Gastroenteritis es el término que se aplica en general a un grupo de trastornos cuya causa son las infecciones y la aparición de síntomas como pérdida de apetito, náuseas, vómitos, diarrea moderada a intensa, retortijones y malestar en el abdomen. Junto con los líquidos corporales se pierden los electrolitos, particularmente el sodio y el potasio y esto puede provocar deshidratación en los más pequeños.

Las epidemias de diarrea en lactantes y niños/as son generalmente causadas por microorganismos presentes en el agua o en los alimentos contaminados habitualmente por heces infectadas.

Las gastroenteritis pueden deberse a multitud de microorganismos patógenos entre los que se incluyen bacterias, virus y parásitos. La gastroenteritis vírica es la causa más frecuente de diarrea infecciosa aguda en los niños/as pequeños.

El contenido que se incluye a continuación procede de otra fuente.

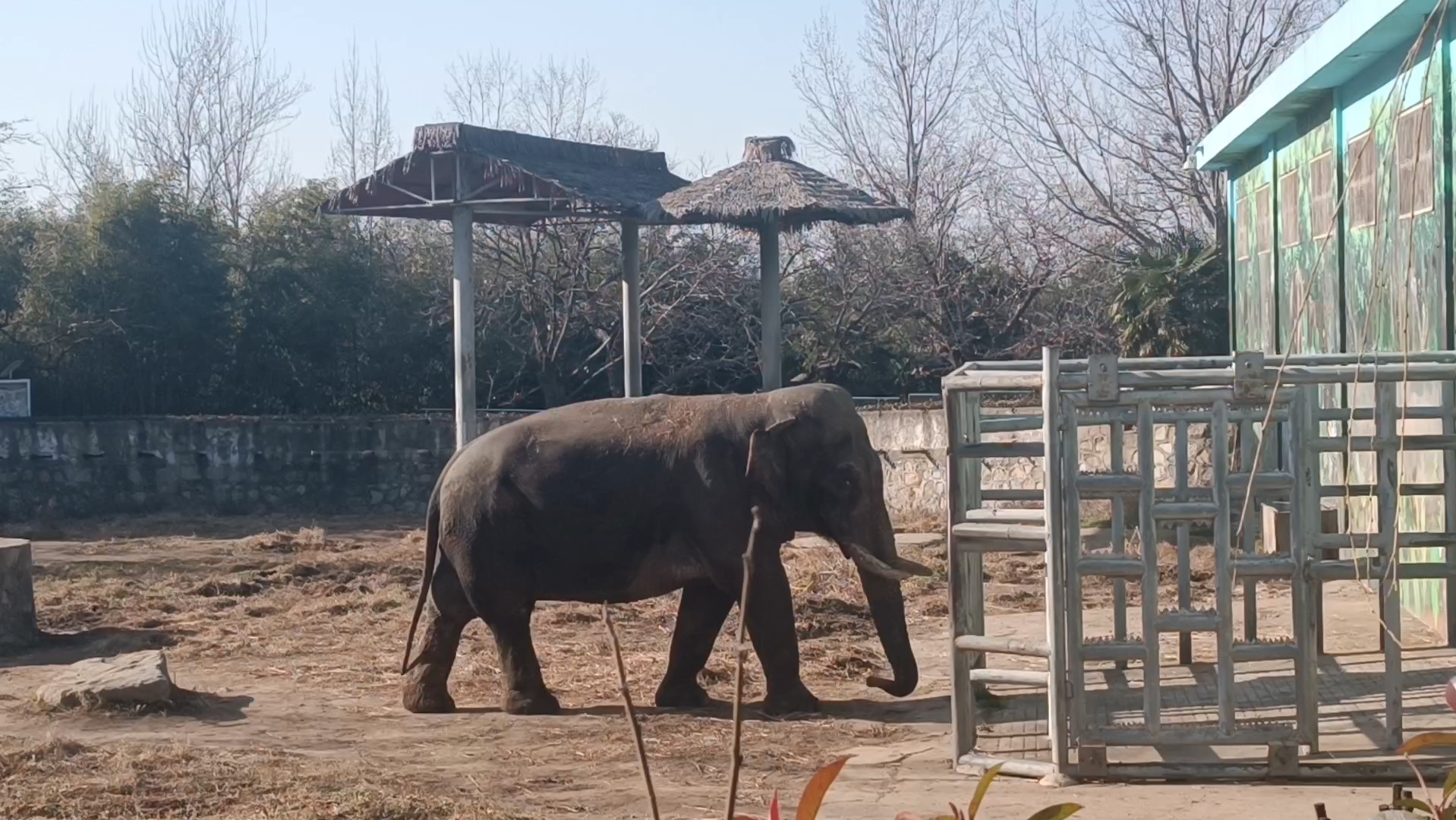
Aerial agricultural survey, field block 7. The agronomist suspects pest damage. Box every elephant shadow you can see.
[455,695,950,724]
[0,626,176,668]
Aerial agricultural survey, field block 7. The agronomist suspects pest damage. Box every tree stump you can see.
[0,539,41,652]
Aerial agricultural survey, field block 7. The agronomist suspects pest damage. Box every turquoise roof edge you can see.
[1191,0,1445,170]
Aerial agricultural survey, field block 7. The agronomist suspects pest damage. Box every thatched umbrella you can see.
[641,137,910,390]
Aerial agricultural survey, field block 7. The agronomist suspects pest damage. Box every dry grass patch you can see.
[0,737,522,820]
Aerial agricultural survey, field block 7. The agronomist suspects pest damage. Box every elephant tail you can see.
[399,484,440,674]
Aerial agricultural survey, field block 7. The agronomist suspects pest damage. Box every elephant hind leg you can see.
[657,581,734,708]
[482,601,560,715]
[403,557,474,714]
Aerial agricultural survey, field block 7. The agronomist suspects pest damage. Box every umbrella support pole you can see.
[758,226,783,390]
[450,205,476,450]
[622,220,642,396]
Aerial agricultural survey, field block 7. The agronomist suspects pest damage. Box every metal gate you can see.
[945,349,1456,777]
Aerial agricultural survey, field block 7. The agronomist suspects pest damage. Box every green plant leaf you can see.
[1395,800,1436,817]
[793,755,849,820]
[1026,803,1082,820]
[966,763,1002,820]
[1395,731,1456,755]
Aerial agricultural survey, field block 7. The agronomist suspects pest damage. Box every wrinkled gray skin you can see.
[403,384,928,714]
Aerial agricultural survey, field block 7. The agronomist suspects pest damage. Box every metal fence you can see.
[944,349,1456,777]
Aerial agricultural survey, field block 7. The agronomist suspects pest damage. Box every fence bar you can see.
[1286,384,1323,755]
[1375,382,1404,752]
[1106,414,1137,664]
[1174,419,1193,666]
[1212,401,1234,734]
[1237,419,1268,641]
[945,389,985,760]
[1438,382,1456,647]
[1041,347,1082,774]
[1060,396,1089,744]
[1136,402,1162,734]
[952,349,1456,376]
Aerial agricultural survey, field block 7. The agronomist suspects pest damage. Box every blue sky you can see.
[0,0,862,182]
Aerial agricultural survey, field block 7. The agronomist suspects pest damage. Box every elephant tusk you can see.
[894,555,934,577]
[843,542,912,581]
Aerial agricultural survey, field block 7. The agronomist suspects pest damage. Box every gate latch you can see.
[1088,352,1118,405]
[1234,351,1268,402]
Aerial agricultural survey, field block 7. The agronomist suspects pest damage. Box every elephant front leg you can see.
[403,561,474,714]
[657,581,734,709]
[739,550,818,715]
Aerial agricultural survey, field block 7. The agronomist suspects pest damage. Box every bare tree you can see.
[329,39,395,184]
[793,0,985,244]
[121,0,307,226]
[993,0,1331,252]
[446,52,722,405]
[446,49,522,128]
[41,95,125,198]
[0,119,35,201]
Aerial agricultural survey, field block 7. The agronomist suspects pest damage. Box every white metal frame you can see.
[942,349,1456,776]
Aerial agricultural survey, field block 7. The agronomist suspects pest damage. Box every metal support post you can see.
[450,205,476,450]
[622,220,642,396]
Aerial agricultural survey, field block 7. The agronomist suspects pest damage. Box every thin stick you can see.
[601,601,663,820]
[723,506,763,820]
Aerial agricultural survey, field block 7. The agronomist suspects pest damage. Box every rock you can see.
[35,650,172,709]
[0,539,41,652]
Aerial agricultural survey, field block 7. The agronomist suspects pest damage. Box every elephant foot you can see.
[657,682,714,709]
[763,683,818,715]
[403,683,454,715]
[975,686,1004,709]
[503,690,560,715]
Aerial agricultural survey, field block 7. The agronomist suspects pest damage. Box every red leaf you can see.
[793,755,849,820]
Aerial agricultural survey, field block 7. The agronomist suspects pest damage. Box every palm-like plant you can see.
[1112,233,1229,357]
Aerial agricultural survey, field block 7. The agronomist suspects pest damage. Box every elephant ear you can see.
[744,418,793,503]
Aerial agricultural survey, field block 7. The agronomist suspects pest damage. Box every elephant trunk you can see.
[859,569,920,698]
[849,507,929,698]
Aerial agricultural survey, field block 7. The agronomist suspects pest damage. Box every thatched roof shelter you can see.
[319,122,687,447]
[319,122,687,224]
[638,137,912,390]
[641,137,910,230]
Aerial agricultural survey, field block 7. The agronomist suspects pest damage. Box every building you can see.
[1191,0,1456,629]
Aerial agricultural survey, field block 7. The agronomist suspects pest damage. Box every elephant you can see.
[400,384,931,714]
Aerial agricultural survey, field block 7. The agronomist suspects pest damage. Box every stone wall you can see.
[862,408,1213,526]
[0,414,518,522]
[0,409,1209,527]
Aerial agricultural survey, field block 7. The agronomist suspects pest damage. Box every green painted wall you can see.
[1229,17,1456,632]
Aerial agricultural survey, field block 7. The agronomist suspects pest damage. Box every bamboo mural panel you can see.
[1342,41,1447,628]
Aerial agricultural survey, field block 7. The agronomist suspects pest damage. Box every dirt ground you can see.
[0,519,1432,820]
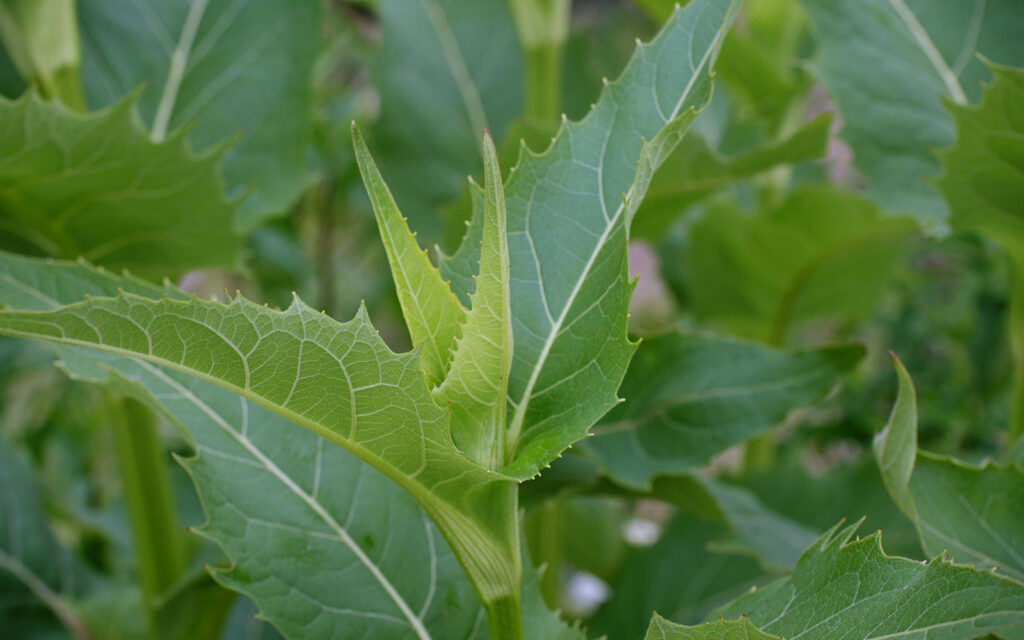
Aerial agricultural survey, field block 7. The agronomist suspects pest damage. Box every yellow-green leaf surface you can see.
[710,523,1024,640]
[874,360,1024,584]
[435,135,512,469]
[444,0,738,478]
[0,92,239,278]
[352,123,466,386]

La mayoría de los episodios de diarrea aguda son autolimitados y no necesitan más que una adecuada hidratación con abundante ingesta de preparados ricos en sales y azúcar y zumos naturales. A los niños/as se les ofrecen líquidos con frecuencia, preferiblemente en pequeñas cantidades cada vez, para prevenir  los vómitos.

Puesto que la vía más frecuente de adquisición de una infección intestinal es a través de los alimentos o agua contaminada  se debe cuidar el estado de los productos ingeridos, tanto su conservación como su cocinado. No beber agua de ríos o fuentes estancadas, lavar adecuadamente la verdura que se va a ingerir cruda, evitar el consumo de productos que tengan entre sus ingredientes huevo crudo y hayan estado sometidos a altas temperaturas y un buen cocinado de carnes pueden evitar muchas infecciones.